The Taj Mahal sure looks marvellous even from just its grand entry, but did you know that Shah Jahan built the best view of this mausoleum from a crescent-shaped plain across the Yamuna River? During the 17th century, when the Mughal rulers spared no expense to indulge their whims, the 25-acre land was spectacularly transformed into a moonlight garden known as Mehtab Bagh, teeming with breezy pavilions, white pathways, fountains, and pools.
Over the centuries, floods plus locals scouring for building materials almost wiped out the existence of this medieval retreat until in 1994, when excavation started. This revealed a stunning four-quartered garden that perfectly blended with the soulful complex of Taj.
During the process, a handful of folklores were brought to light. Mehtab Bagh was believed to be the prospective site for another Taj that Shah Jahan wanted as his tomb. Its origins are also in question, as some thought that it existed before the Taj Mahal was built and was only refashioned to suit the tomb’s symmetry. A reference letter from Aurangzeb to Shah Jahan was also discovered where the prince has cautioned him that during the monsoon period, rainwater had submerged the charbagh.
In 1994, an archaeological unit decided to pick their shovels and reveal the truth behind the mythical black marble, Taj. However, there is no evidence of Shah Jahan having proposed another model. What they discovered, after 90,000 cubic meters of dirt, was a typical garden that featured an intrinsic element of the Taj Mahal, with the Taj complex exactly positioned halfway between its entrance and the last part of Mehtab Bagh. There are also ruins of an octagonal pond, a boundary wall, a baradari, and a fascinating circuit of water channels that criss-crosses the land.
Such concept was basically a Mughal idea, perhaps taken from Central Asia. Mehtab Bagh was recognized as the eleventh and the last among the series of moonlit gardens developed by the Mughals along the Yamuna riverbank, opposite the Taj and Agra Fort. In fact, the first and only perfect charbagh was Ram Bagh. Others include the gardens in Baby Taj, Chini ka Roza, and Johra.

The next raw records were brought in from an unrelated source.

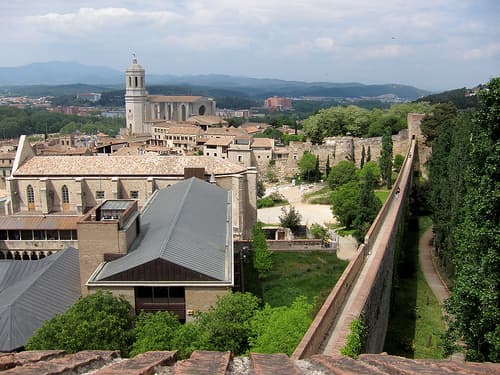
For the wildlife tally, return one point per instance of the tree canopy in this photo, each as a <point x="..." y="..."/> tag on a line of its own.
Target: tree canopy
<point x="464" y="185"/>
<point x="342" y="173"/>
<point x="98" y="321"/>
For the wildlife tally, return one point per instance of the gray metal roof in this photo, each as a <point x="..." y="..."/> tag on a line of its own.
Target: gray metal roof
<point x="188" y="224"/>
<point x="32" y="292"/>
<point x="116" y="204"/>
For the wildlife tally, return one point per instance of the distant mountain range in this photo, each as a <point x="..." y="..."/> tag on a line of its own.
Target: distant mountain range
<point x="65" y="73"/>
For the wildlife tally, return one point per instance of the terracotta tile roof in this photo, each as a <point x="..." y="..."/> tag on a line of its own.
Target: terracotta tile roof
<point x="39" y="222"/>
<point x="263" y="142"/>
<point x="258" y="125"/>
<point x="219" y="363"/>
<point x="225" y="131"/>
<point x="7" y="155"/>
<point x="218" y="142"/>
<point x="207" y="120"/>
<point x="185" y="129"/>
<point x="174" y="99"/>
<point x="134" y="165"/>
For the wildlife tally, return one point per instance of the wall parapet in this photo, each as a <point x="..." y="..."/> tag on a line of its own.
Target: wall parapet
<point x="329" y="313"/>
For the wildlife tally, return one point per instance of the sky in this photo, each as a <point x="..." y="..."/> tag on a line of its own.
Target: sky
<point x="430" y="44"/>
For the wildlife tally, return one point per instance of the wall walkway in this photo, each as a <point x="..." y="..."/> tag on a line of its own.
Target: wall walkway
<point x="365" y="286"/>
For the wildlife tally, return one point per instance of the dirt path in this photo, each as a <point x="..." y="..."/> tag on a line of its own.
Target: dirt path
<point x="432" y="277"/>
<point x="311" y="213"/>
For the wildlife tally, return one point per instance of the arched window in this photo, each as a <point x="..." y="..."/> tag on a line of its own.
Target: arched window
<point x="65" y="194"/>
<point x="183" y="113"/>
<point x="31" y="194"/>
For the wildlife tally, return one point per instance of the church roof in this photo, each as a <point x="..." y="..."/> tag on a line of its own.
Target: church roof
<point x="207" y="120"/>
<point x="33" y="291"/>
<point x="128" y="165"/>
<point x="174" y="99"/>
<point x="225" y="132"/>
<point x="218" y="142"/>
<point x="135" y="67"/>
<point x="189" y="225"/>
<point x="263" y="143"/>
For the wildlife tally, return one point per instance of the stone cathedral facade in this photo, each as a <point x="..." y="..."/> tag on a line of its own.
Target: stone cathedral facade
<point x="143" y="110"/>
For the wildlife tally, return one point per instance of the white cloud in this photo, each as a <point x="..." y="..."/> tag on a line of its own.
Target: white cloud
<point x="488" y="51"/>
<point x="258" y="37"/>
<point x="95" y="21"/>
<point x="325" y="44"/>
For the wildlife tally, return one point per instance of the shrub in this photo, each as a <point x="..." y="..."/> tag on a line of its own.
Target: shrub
<point x="280" y="329"/>
<point x="98" y="321"/>
<point x="154" y="331"/>
<point x="355" y="340"/>
<point x="262" y="257"/>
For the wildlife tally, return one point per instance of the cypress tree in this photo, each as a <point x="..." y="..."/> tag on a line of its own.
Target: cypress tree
<point x="327" y="167"/>
<point x="385" y="161"/>
<point x="317" y="173"/>
<point x="362" y="157"/>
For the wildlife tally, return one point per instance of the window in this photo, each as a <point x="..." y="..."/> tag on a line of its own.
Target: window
<point x="14" y="235"/>
<point x="65" y="194"/>
<point x="27" y="235"/>
<point x="31" y="194"/>
<point x="52" y="235"/>
<point x="39" y="235"/>
<point x="65" y="235"/>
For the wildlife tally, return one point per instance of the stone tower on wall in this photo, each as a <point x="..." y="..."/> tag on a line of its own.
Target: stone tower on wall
<point x="415" y="131"/>
<point x="135" y="98"/>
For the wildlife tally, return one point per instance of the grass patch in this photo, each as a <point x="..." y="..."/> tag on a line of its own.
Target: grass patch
<point x="382" y="195"/>
<point x="321" y="196"/>
<point x="311" y="274"/>
<point x="416" y="323"/>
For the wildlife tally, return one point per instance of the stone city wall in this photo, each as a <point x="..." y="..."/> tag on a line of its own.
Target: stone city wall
<point x="335" y="149"/>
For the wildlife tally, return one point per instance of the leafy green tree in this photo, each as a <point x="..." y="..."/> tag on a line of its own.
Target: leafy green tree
<point x="372" y="168"/>
<point x="154" y="331"/>
<point x="342" y="173"/>
<point x="441" y="114"/>
<point x="307" y="165"/>
<point x="280" y="329"/>
<point x="190" y="337"/>
<point x="290" y="218"/>
<point x="368" y="204"/>
<point x="98" y="321"/>
<point x="385" y="161"/>
<point x="475" y="302"/>
<point x="398" y="162"/>
<point x="227" y="324"/>
<point x="318" y="231"/>
<point x="345" y="200"/>
<point x="355" y="342"/>
<point x="262" y="257"/>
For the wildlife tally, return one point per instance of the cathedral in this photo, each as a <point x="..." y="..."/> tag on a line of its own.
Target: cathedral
<point x="144" y="111"/>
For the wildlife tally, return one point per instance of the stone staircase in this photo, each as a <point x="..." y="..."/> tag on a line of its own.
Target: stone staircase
<point x="56" y="362"/>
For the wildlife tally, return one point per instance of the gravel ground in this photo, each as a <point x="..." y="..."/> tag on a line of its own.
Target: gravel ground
<point x="311" y="213"/>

The Mehtab is, without a doubt, the most significant among them.
The interest in this Mughal garden has resurfaced recently due to the growing concern for the Taj. It is now facing a great threat caused by the huge volume of tourists. Air pollution is causing decay to the marble exterior of the complex. With this 25-acre floodplain being reclaimed, geographers and historians from across the world are coming to study this magnificent garden.
The lush garden may give new life to the idea of protection from any threat of further degradations. Environmentalists think that the creation of a buffer zone of greenery could help spare the place from noise, air, and water pollution. A greater portion for greenbelt has been acquired to establish a 340-acre eco-park around the Taj complex.
Mehtab Bagh is open from sunrise to sunset and the admission fee for locals, tourists of BIMSTEC nations (Bangladesh, Nepal, Bhutan, Sri Lanka, Thailand, and Myanmar), and tourists of SAARC nations (Afghanistan , Bangladesh, Bhutan, Maldives, Nepal, Pakistan, and Sri Lanka) is 5 Rupees per head, while other tourists is 100 rupees per head ($2).